# Vox Pathfinder 15r



## Robert1950 (Jan 21, 2006)

I have had this thing for 10 years. As an apartment practice amp, this thing never fails to amaze me. I just dialed in something different to get more overdrive at a volume that is low, even for an apartment, and... damn. I run it through a 1x10 Saxon cab with a WGS Veteran 10. Using my Casino Coupe with Vineham P90s.

Ten or so years ago, I bought a Hamer P90 Special (which I sort of wish I still had) and got this thrown in for free.


----------



## Budda (May 29, 2007)

I think it was a pathfinder an old roommate had, and that thing surprised me.

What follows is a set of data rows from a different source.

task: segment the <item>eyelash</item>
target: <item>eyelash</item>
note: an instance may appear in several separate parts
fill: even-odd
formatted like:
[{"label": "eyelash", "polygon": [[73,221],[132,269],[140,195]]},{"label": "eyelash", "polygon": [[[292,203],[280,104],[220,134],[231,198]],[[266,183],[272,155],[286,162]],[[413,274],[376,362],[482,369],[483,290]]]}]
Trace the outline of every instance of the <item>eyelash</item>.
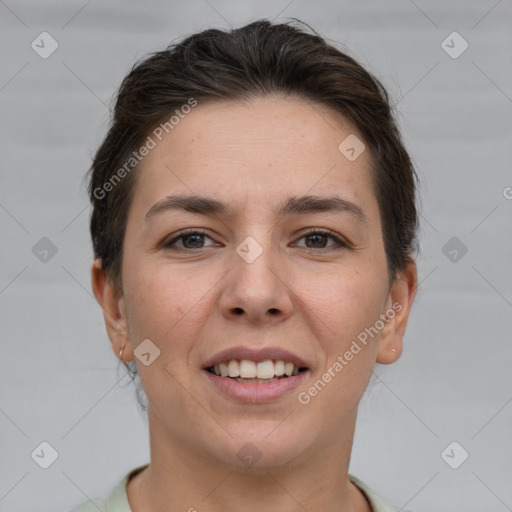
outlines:
[{"label": "eyelash", "polygon": [[[209,237],[205,231],[201,230],[201,229],[198,229],[198,228],[194,228],[194,229],[189,229],[189,230],[185,230],[185,231],[182,231],[181,233],[179,233],[177,236],[175,236],[173,239],[169,240],[168,242],[164,242],[162,244],[162,247],[165,248],[165,249],[169,249],[171,251],[176,251],[176,252],[189,252],[189,251],[192,251],[192,252],[195,252],[196,249],[188,249],[188,248],[176,248],[176,247],[173,247],[177,241],[179,240],[182,240],[184,238],[186,238],[187,236],[190,236],[190,235],[204,235],[208,238],[211,239],[211,237]],[[348,249],[349,248],[349,244],[344,242],[343,240],[341,240],[338,236],[336,236],[332,231],[328,230],[328,229],[324,229],[324,228],[316,228],[316,229],[313,229],[311,231],[308,231],[307,233],[304,233],[300,238],[307,238],[307,237],[310,237],[310,236],[314,236],[314,235],[324,235],[324,236],[328,236],[329,238],[333,239],[336,244],[338,245],[338,247],[320,247],[319,249],[315,249],[315,248],[312,248],[312,247],[304,247],[305,249],[308,249],[310,251],[314,251],[314,252],[317,252],[317,251],[324,251],[324,252],[330,252],[330,251],[338,251],[340,249]],[[204,249],[204,247],[199,247],[197,250],[200,250],[200,249]]]}]

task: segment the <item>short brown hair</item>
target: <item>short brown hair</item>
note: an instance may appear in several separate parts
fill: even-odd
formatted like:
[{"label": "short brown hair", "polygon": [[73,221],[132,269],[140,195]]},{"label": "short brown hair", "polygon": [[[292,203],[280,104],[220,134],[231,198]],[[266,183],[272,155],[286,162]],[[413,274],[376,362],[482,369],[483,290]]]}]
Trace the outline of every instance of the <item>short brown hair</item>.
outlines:
[{"label": "short brown hair", "polygon": [[[94,254],[116,286],[122,286],[123,239],[136,178],[132,155],[151,130],[190,98],[201,103],[274,93],[326,105],[362,135],[372,160],[390,280],[405,268],[416,248],[417,177],[385,88],[318,34],[260,20],[191,35],[138,62],[124,78],[89,181]],[[122,168],[122,179],[118,175],[112,183]]]}]

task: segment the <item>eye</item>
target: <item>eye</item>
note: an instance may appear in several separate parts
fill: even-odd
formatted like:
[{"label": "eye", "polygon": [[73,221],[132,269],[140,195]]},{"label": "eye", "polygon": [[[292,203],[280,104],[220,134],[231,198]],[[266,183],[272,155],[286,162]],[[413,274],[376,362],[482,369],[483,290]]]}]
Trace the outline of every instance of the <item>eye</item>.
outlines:
[{"label": "eye", "polygon": [[[311,241],[311,245],[307,245],[306,249],[327,249],[327,250],[338,250],[341,248],[348,248],[349,245],[336,236],[332,231],[328,229],[314,229],[302,235],[299,240],[306,239]],[[334,246],[326,246],[328,239],[334,240]],[[302,246],[304,247],[304,246]]]},{"label": "eye", "polygon": [[[171,240],[164,242],[162,247],[173,251],[202,249],[203,247],[208,247],[204,245],[204,238],[209,238],[212,240],[208,235],[205,234],[204,231],[198,229],[190,229],[187,231],[182,231]],[[177,242],[181,242],[181,245],[177,244]]]}]

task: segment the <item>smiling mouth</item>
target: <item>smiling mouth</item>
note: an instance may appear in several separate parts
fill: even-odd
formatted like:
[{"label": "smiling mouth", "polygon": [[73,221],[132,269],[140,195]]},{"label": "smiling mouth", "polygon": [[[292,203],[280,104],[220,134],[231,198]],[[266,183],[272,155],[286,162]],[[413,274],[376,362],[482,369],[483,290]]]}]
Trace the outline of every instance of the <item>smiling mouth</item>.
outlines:
[{"label": "smiling mouth", "polygon": [[247,359],[231,359],[210,366],[206,370],[218,377],[230,378],[237,382],[266,384],[295,377],[308,369],[299,368],[290,361],[267,359],[256,362]]}]

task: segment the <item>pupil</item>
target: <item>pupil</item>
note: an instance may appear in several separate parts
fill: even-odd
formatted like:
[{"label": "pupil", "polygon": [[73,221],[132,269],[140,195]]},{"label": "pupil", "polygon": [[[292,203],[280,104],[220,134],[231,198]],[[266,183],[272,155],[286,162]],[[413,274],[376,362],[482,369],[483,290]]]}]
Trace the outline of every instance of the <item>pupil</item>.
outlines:
[{"label": "pupil", "polygon": [[[186,241],[186,240],[189,240],[189,239],[191,239],[191,238],[196,238],[196,242],[197,242],[197,241],[198,241],[198,239],[199,239],[199,243],[201,243],[201,241],[202,241],[202,240],[201,240],[201,237],[202,237],[202,236],[203,236],[203,235],[187,235],[187,236],[185,236],[185,237],[183,238],[183,240],[184,240],[184,245],[185,245],[187,248],[189,248],[189,244],[187,244],[185,241]],[[194,243],[193,243],[193,244],[192,244],[192,247],[197,247],[197,244],[194,244]]]},{"label": "pupil", "polygon": [[[316,241],[318,242],[318,239],[319,239],[319,238],[325,238],[325,235],[322,235],[322,234],[310,235],[308,238],[309,238],[309,239],[314,239],[314,238],[316,238]],[[324,244],[322,244],[322,245],[324,245]]]}]

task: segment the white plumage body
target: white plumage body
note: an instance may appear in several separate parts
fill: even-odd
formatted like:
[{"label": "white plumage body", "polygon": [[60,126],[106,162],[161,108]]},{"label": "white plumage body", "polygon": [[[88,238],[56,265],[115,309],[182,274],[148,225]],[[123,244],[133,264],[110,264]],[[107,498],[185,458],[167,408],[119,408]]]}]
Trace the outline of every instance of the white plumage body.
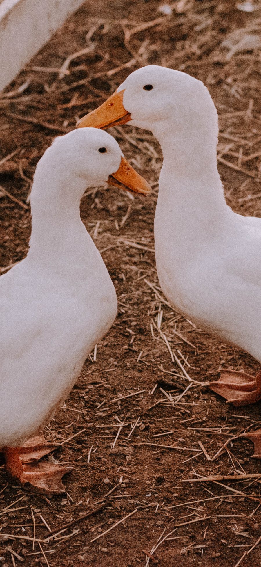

I have an MG15 and a Kustom tube12A (what a model name eh?) and I've come to the realization I want a better clean tone for my FX8. Stereo is fun though!


----------



## Chito (Feb 17, 2006)

I've been curious about that amp but I've seen it only a few times in the market and none recently.


----------



## mrmatt1972 (Apr 3, 2008)

I had one long ago. Best solid state ever. I ran mine through a Traynor 15 cab.


----------



## Robert1950 (Jan 21, 2006)

Chito said:


> I've been curious about that amp but I've seen it only a few times in the market and none recently.


There is a reason they don't turn up often.


----------